Benito Mussolini's Rise and Fall to Power
By: Tommy • Essay • 1,916 Words • March 16, 2009 • 2,063 Views
Essay title: Benito Mussolini's Rise and Fall to Power
Benito Mussolini had a large impact on World War II. He wasn't always a
powerful dictator though. At first he was a school teacher and a
socialist journalist. He later married Rachele Guide and had 5 children.
He was the editor of the Avanti, which was a socialist party newspaper
in Milan.
Benito Mussolini founded the Fasci di Combattimento on March of 1919.
"This was a nationalistic, anti liberal, and anti socialist movement.
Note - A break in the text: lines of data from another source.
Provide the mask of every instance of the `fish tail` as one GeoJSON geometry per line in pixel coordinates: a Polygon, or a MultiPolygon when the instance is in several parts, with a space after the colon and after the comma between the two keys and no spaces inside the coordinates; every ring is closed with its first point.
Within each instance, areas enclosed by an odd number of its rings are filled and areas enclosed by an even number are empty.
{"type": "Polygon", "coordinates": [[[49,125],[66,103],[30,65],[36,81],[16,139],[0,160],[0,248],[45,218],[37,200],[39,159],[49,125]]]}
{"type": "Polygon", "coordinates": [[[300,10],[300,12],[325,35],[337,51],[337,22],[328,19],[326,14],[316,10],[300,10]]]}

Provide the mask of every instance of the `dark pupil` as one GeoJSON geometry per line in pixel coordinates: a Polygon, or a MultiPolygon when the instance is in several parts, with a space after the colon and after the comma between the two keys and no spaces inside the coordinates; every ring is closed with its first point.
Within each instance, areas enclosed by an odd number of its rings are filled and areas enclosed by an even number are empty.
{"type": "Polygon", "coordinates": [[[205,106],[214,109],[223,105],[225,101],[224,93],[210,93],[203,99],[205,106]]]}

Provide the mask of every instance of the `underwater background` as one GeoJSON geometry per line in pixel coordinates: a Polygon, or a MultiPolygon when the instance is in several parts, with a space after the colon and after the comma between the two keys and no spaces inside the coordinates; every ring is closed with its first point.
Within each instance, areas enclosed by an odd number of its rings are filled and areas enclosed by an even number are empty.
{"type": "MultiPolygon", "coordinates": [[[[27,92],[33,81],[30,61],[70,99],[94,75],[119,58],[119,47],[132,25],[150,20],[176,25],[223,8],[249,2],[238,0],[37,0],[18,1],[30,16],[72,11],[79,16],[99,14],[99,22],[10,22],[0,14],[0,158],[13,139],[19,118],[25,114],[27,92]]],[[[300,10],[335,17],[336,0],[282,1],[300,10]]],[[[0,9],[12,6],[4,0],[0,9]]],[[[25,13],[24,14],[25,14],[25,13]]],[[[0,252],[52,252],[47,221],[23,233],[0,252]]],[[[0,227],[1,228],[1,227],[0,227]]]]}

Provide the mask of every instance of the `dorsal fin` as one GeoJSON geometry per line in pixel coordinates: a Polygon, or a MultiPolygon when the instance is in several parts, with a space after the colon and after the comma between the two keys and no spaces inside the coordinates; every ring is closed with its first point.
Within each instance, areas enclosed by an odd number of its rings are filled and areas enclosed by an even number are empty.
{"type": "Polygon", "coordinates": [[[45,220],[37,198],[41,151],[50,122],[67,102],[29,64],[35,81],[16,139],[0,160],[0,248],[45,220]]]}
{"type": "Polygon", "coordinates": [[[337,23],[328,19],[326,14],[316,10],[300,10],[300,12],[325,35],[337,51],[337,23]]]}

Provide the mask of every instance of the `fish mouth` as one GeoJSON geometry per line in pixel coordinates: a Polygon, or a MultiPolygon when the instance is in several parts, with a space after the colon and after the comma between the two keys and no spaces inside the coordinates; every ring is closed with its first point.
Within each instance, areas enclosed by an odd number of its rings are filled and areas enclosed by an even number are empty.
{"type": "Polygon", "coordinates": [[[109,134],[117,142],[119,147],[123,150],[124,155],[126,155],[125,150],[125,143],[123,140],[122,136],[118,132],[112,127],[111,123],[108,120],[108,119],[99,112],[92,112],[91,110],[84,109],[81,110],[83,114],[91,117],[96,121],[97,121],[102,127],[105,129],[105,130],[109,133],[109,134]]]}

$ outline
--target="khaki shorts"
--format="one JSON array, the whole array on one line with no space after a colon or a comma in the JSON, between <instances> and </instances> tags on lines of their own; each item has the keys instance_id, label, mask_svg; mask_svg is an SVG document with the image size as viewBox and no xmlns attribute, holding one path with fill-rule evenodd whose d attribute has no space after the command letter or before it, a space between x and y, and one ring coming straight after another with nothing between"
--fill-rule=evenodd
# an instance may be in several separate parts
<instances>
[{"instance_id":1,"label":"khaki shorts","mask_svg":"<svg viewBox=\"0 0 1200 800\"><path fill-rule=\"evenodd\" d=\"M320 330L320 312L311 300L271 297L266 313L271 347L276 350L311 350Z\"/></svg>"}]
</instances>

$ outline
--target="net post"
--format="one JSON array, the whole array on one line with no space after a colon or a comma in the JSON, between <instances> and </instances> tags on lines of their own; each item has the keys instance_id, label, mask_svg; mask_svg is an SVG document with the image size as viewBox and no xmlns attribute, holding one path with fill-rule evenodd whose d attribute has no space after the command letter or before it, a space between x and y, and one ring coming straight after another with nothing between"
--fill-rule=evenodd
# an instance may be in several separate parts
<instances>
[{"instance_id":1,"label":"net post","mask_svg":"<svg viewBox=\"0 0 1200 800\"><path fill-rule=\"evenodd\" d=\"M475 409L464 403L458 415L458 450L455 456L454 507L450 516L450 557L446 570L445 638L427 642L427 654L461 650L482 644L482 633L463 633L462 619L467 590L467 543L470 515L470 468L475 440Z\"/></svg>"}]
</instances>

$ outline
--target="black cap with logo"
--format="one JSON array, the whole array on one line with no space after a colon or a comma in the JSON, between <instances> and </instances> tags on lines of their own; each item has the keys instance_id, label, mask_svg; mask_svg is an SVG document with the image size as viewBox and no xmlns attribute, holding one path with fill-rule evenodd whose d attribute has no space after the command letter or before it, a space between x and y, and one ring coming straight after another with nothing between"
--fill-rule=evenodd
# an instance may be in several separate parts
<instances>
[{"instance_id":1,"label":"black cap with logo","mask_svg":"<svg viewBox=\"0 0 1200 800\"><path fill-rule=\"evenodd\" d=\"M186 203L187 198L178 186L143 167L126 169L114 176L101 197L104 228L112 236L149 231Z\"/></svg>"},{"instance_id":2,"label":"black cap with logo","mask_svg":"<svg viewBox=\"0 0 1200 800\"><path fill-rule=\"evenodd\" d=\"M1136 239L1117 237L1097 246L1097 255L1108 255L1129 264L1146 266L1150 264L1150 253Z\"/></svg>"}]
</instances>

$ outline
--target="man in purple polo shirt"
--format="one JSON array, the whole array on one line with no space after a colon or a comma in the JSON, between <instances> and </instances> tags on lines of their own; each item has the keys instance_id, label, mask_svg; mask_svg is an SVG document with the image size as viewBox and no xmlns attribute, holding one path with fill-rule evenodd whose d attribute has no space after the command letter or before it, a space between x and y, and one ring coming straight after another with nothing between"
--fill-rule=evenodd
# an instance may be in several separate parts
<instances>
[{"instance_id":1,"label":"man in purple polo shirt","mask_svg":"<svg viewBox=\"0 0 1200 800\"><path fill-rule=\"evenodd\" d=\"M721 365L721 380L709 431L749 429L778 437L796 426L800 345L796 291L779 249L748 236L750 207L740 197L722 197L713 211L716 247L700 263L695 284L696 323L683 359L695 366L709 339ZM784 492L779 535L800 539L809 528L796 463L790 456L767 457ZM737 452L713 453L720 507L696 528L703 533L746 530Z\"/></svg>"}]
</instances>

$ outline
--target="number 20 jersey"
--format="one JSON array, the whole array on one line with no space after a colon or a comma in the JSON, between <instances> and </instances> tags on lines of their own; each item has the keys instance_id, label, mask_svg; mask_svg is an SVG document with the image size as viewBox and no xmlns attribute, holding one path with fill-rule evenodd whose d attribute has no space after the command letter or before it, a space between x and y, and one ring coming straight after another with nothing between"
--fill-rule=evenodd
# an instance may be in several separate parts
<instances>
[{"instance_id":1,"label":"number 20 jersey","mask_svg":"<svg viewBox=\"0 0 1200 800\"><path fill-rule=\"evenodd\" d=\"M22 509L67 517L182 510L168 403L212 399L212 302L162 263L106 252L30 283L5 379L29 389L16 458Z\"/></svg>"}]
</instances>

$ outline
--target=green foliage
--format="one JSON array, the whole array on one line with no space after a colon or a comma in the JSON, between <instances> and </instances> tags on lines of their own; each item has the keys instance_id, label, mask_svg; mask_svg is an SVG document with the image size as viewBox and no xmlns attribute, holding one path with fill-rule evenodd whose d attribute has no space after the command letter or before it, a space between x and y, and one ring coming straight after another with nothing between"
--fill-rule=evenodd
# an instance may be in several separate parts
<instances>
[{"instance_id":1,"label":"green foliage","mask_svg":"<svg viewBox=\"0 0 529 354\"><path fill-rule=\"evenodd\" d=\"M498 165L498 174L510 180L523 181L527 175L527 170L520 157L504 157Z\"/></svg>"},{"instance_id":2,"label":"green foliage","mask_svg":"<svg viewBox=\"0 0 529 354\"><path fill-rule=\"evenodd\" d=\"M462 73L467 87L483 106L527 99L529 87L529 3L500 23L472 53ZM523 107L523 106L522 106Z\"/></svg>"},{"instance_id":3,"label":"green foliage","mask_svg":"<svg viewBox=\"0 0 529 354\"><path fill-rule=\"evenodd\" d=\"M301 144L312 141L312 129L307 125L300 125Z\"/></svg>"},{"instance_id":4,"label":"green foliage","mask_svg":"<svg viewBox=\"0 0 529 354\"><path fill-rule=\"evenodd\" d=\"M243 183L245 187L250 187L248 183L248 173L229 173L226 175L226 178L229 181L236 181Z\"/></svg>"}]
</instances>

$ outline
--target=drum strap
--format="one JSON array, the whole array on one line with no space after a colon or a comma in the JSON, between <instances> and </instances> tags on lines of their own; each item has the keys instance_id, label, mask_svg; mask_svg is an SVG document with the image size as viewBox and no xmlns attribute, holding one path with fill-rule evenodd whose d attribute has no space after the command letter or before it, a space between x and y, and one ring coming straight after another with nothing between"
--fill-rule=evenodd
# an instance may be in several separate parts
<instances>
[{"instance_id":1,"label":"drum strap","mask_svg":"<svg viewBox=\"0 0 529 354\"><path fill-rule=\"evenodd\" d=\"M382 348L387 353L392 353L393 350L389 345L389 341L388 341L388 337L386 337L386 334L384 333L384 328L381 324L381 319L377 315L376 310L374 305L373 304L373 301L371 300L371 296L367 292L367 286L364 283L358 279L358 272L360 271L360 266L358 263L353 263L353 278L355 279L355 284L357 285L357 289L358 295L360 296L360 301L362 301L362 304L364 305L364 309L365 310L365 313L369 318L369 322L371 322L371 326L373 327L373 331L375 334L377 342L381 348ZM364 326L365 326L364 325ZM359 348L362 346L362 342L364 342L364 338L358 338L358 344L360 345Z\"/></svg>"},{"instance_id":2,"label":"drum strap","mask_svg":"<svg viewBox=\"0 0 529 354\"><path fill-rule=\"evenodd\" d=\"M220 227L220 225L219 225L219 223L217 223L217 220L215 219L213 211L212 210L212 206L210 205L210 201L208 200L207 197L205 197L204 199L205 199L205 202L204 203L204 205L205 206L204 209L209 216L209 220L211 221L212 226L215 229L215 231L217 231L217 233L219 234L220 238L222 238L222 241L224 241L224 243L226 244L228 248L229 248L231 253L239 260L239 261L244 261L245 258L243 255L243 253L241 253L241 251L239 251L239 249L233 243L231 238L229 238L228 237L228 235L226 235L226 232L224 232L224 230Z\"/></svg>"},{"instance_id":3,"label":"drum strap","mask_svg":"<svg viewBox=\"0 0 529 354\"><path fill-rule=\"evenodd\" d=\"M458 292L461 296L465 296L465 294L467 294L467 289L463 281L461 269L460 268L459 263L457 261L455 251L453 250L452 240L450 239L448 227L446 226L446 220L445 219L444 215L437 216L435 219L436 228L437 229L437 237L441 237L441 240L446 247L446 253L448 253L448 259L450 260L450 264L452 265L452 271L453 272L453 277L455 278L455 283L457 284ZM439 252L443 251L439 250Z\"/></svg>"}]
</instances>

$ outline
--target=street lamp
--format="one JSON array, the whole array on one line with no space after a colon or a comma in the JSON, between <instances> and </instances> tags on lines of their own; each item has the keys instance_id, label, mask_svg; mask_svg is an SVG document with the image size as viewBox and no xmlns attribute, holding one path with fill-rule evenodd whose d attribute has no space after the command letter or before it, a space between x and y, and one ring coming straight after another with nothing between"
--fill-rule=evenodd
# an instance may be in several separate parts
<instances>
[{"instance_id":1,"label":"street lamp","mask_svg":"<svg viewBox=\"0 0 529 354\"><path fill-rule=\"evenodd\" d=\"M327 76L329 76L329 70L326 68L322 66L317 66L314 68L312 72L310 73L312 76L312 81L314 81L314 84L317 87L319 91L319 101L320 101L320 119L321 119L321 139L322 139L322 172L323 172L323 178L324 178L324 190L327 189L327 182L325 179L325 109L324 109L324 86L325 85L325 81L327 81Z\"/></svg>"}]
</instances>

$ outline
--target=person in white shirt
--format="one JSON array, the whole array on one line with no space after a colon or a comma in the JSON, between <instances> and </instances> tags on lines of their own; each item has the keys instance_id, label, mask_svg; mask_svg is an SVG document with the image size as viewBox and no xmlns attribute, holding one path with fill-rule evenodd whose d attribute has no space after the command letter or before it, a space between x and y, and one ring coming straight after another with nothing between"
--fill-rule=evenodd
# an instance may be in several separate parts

This movement attracted mainly the lower middle class."1 Fascism was
spreading across Europe. Mussolini was winning sympathy from King Victor
Emmanuel III. Mussolini then threatened to march on Rome. This persuaded
King Victor Emmanuel III to invite Mussolini to join a coalition, which
strongly helped him gain more power.
Benito Mussolini brought Austria on Germany's side by a formal
alliance. "In 1937, he accepted a German alliance. The name of this
alliance was the Anti Comntern Pact. On April 13, 1937 Benito Mussolini
annexed Albania. He then told the British ambassador that not even the
bribe of France and North Africa would keep him neutral."2 The British
ambassador was appalled and dismayed.
On May 28, 1937, Mussolini strongly gave thought to declaring
war. He then attacked the Riviera across the Maritime. "On September 13,
1937 he opened an offensive into British-garrisoned Egypt from Libya."3
On October 4, 1937, while the offensive still seemed to promise
success, Benito Mussolini met Adolf Hitler at the Brenner Pass, on
their joint frontier. "The two of them discussed how the war in the
Mediterranean, Britain's principal foothold outside its island base,
might be turned to her decisive disadvantage. Hitler suggested to
Mussolini that Spain might be coaxed on the axis side, thus giving
Germany free use of the British Rock of Gibraltar, by offering Franco
part of French North Africa, and that France might be persuaded to
accept that concession by compensation with parts of British West
Africa".4
Mussolini seemed enthusiastic and very understandable why this was the
case, since this scheme included the gaining of Tunis, Corsica, and Nice
(annexed by Napoleon III in 1860) from France. Hitler then hurried home
to his house in Berlin to arrange visits to Franco and Petan. "Back in
the capital Hitler created a letter to Stalin inviting Molotov, the
Soviet Foreign Minister, to visit early, when Germany and the U.S.S.R.
might then agree among themselves how to profit from Britain not having
a defense.
A week later, on October 20, he left in his command train, Amerika, to
meet Petan and Franco. The meeting with Franco took place on October 23
at Hendaye on the Franco-Spanish frontier."5 It had become quite famous
in the history of World War Two for Hitlers furious parting shot that he
would "rather have three or four teeth extracted from than go through
that again." Franco, who was greatly supported by his Prime Minister,
Serrano Suner, stonewalled throughout the hours towards negotiation with
Franco. When his train left at two in the morning, Hitler had not
advanced an inch towards co-belligerency with Franco.